Ahmet Büke’nin yazdığı, Günışığı Kitaplığı’nın Köprü Kitaplar Serisinde yer alan Gökçe’nin Yolu geçtiğimiz günlerde yayınlandı. Büyürken dünyaya uyandığımız o yeri anlatan kitap, geniş ormanların uçsuz bucaksız derinliğine bu sefer farklı bir dünyayı saklıyor.
Ahmet Büke’nin öykülerini bilenler, takip edenler, onun öykülerindeki dünyaya, özellikle anlattığı kadınlara ve çocuklara zaten aşinalar.

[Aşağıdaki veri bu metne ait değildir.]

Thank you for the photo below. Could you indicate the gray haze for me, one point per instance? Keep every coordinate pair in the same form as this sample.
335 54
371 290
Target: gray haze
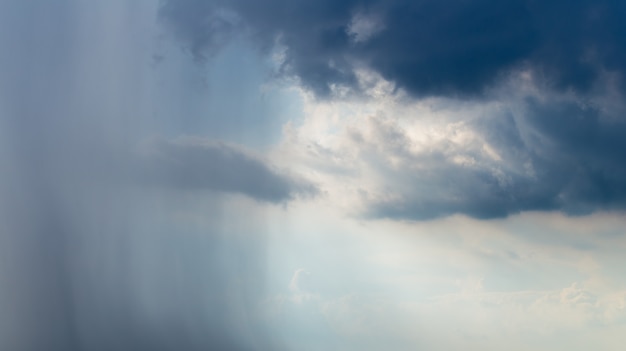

Hayatın küçük anlarını sadelikle anlamlı kılan; acıyla ironiyi umutla besleyen, büyüten öyküleriyle Ahmet Büke, bizim çok dikkat etmediğimiz nesneleri ve varlıkları görünür hale getiren, yaşatan, konuşturan, garipsediğimiz ne varsa olağan kılan bir yazar.
İçinde yaşadığımız, tanıdığımız dünya ile öykülerinde tanıştığımız, bizim bildiğimizi pek anımsatmayan (gözden kaçırdığımız) dünya, bir zamanlar olanlarla, şimdi yaşamakta olduklarımızı tanıştırıyor ve bir araya getiriyor.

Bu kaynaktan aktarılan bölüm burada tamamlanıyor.